# Harvey and a pretzel



## Lauren_Harvey (Dec 13, 2011)

This is a photo of my 18 month old Harvey with a pretzel on his nose, it is a classic. but to tell you the truth it took me about an hour and a bag of pretzels :') 

i think it is hilarious. 
and for everyone that commented on the one of him and his bull mastiff friend bella i told them about his new clip- this is it


----------



## Tressa (Aug 31, 2010)

Clever Harvey


----------



## M&M's mummy (Jul 12, 2011)

aww that is sooo cute and love the new clip


----------



## lady amanda (Nov 26, 2010)

hahhaha cute pic! i doubt I could get Lady to pull that one off


----------



## Sezra (May 20, 2011)

So cute, lovely hair cut and what a good boy not eating that pretzel!


----------



## S.Claire (Sep 1, 2011)

Oh my goodness Harvey is gorgeous and getting him to have the pretzel on his nose is nothing in my mind short of a miracle!! I would be shouting from the rooftops if I got Nacho to do that! It would probably take me a lifetime of pretzels and not even get close to him not devouring it in an instant! GREAT EFFORT and very impressed!


----------



## Lauren_Harvey (Dec 13, 2011)

Haha thanks for all the replies guys- it was very very hard S.claire, might i just as Nacho is a genious name for a dog- Extremely original!

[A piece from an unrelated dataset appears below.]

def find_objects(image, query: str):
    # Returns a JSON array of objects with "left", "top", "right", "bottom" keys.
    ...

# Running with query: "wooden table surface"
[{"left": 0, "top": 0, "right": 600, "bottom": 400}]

I have lots of classic photos of my harvey- he is a kind of his own :')


----------



## Mogdog (Feb 6, 2011)

Clever Harvey. I love his dark ears/nose against his pale coat ... very pretty, or perhaps I should say handsome.


----------



## mandym (Jun 5, 2011)

Thats such a cute pic,my dogs would never be able to resist lol.harvey is gorgeous,is he a sable?x


----------



## Cockapoodledoo (Feb 8, 2011)

mandym said:


> Thats such a cute pic,my dogs would never be able to resist lol.harvey is gorgeous,is he a sable?x


Ha ha! I was just about to ask the same thing Mandy! My neighbour has a gorgeous Goldendoodle pup and he has similar colouring - just slightly more tan but with the same black tipped ears. 

Karen xx


----------



## Lauren_Harvey (Dec 13, 2011)

He is sable/white, when he is all fluffy he is sable when he is freshly clipped pretty mich white, but he does have the black dipped ears and the black muzzle. 

It took ages to get him to stay still for it :')


----------



## mandym (Jun 5, 2011)

Lauren_Harvey said:


> He is sable/white, when he is all fluffy he is sable when he is freshly clipped pretty mich white, but he does have the black dipped ears and the black muzzle.
> 
> It took ages to get him to stay still for it :')


I thought he was a sable.he is beautiful,which breeder did you get him from?i have a little sable boy arriving from the states in january,i just love sables x


----------